Era cerca del mediodía cuando entré en el arbolado parque aledaño a la catedral de Arezzo. Caminé por un sendero de tierra bajo la sombra de los pinos y cuyo grato olor flotaba en el aire. Viajero a la deriva, con un mapa en la mano, desconocía aún el rumbo que debían seguir mis pasos. Esperaba al doctor Lorenzo Zamoni, gentil amigo que conocí en Arezzo y quien ofreció llevarme al castillo del “Conti Guidi donde pervive el recuerdo de Galileo. Desde el alto campanario de la iglesia, un concierto de campanas anunció el ángelus. Nunca antes había escuchado tañido tan arrobador como el que se desprendió de esos bronces.

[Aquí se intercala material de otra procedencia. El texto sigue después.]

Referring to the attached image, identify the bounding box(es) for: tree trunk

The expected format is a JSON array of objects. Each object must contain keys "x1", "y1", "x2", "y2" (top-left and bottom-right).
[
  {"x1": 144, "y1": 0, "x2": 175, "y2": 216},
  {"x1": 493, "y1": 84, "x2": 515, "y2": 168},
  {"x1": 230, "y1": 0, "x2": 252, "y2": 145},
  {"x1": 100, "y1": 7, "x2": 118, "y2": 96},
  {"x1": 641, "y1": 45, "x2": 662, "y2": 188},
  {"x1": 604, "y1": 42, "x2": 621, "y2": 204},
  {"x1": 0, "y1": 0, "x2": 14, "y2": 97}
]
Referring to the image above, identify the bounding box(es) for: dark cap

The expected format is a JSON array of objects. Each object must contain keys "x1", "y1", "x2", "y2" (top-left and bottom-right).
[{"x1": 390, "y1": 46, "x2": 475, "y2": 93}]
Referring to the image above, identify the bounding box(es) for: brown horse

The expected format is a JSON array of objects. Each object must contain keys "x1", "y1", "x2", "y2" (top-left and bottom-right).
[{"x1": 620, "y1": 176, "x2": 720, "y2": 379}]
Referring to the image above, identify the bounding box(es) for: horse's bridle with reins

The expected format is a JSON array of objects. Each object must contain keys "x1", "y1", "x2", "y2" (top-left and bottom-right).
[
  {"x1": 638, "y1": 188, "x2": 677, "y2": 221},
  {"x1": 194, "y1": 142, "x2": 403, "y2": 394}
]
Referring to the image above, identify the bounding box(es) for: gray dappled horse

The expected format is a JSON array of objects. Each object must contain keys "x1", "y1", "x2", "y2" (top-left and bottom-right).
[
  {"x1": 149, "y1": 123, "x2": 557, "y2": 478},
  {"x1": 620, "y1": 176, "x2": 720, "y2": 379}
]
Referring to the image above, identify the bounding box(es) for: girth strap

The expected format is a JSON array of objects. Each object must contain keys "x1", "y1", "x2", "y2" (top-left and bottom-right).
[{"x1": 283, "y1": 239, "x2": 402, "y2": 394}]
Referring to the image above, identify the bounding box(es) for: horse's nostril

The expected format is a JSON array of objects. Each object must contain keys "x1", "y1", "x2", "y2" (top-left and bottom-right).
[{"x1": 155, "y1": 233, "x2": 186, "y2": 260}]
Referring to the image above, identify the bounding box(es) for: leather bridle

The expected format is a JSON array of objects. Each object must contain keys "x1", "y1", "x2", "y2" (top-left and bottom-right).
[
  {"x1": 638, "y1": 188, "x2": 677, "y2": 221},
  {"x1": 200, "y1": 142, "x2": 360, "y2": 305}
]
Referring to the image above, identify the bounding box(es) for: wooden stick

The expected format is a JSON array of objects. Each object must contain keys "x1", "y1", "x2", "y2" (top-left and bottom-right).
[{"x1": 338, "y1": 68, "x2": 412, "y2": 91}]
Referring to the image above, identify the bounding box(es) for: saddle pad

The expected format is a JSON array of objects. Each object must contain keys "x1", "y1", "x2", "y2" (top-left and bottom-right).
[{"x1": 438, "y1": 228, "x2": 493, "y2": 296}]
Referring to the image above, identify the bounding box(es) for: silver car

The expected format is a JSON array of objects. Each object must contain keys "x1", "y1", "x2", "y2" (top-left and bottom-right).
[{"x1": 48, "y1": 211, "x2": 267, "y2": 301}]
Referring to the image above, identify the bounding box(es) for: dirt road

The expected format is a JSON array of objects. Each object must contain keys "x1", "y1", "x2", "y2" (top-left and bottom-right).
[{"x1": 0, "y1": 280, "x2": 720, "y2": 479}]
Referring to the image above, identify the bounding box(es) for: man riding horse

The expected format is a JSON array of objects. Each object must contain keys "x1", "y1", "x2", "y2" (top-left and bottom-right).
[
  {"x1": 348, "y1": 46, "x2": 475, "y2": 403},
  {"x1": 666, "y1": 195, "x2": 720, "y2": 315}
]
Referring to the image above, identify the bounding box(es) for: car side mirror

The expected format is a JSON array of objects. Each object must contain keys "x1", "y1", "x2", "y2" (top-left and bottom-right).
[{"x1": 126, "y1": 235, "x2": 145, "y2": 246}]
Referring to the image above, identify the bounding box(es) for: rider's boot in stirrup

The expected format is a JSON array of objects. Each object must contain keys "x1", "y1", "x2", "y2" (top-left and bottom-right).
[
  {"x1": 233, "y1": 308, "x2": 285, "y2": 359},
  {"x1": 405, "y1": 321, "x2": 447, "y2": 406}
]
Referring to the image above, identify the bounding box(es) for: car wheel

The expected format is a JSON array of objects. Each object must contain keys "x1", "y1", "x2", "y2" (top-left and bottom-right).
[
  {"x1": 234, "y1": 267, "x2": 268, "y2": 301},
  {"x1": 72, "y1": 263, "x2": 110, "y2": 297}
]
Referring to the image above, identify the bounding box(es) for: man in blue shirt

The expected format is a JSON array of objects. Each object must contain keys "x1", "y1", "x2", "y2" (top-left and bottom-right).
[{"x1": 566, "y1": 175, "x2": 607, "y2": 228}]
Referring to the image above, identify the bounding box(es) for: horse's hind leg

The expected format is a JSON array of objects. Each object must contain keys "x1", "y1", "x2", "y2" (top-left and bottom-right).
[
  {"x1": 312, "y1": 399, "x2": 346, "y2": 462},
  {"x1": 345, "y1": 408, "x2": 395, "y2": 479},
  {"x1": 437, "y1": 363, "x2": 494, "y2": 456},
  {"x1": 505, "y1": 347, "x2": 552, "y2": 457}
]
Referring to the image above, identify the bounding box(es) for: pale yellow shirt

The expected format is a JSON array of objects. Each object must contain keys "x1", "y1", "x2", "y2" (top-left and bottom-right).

Al centro del parque se erguía un conjunto escultórico de mármol. La enhiesta figura del poeta Francisco Petrarca, esclarecido hijo de esa tierra, se alzaba entre la aglomeración de formas simbólicas. Arezzo, ciudad de añeja estirpe etrusca, conserva el trazo urbano medieval. Sus iglesias y mansiones guardan invalorables tesoros del arte renacentista. Recoleta y amable, Arezzo es ciudad para caminarla despacio; para admirar las terracotas de Andrea de la Robbia en Santa María de las Gracias; para detenerse ante los frescos de Piero della Francesca en la Basílica de San Francisco y de cuyas columnas absidales pende la Gran Cruz franciscana que data del siglo XIII, ícono de la espiritualidad de la orden de Asís. Ciudad, en fin, para andar, ver y hacer pausa en una de esas trattorías aledañas al pórtico de Giorgo Vasari, frente a la inclinada “Piaza grande”, una de las más bellas de Italia, y gustar de los sabores de su tradicional gastronomía.
Arezzo no exhibe grandezas arquitectónicas ni palacios mediceos como los que ostenta la aristocrática Florencia, su vecina. Eso sí, conserva el espíritu amable de la Toscana, guarda y exhibe un pasado rico y noble que engrandece la historia cultural de Italia. Emplazada entre valles y colinas, esta urbe está circundada por un paisaje ondulado y apacible que lo asocio a aquella idea del “prado ameno”, tópico literario de los poetas renacentistas y aún de pintores como Botticelli y Leonardo da Vinci quien no dudó en trasladar un rincón de la campiña aretina al retrato de la Gioconda. Si Florencia alardea ser la cuna de Leonardo, Arezzo no es menos grande al haber gestado a un gigante como Miguel Ángel Buonarroti.
Han pasado los días y aún me conmueve el recuerdo de aquellas campanas que por un momento me sumergieron en una experiencia espiritual. Lo mejor no está en la felicidad que no llega sino en el sereno instante que se vive. Después de cada viaje uno aprende que el mundo es diverso y ajeno sin dejar de ser el mismo ni dejar de ser nuestro. Después de cada viaje uno sabe que los nacionalismos no tienen cabida. Había llegado la hora y Lorenzo, al volante de su auto, me esperaba para llevarme a las afueras de la ciudad.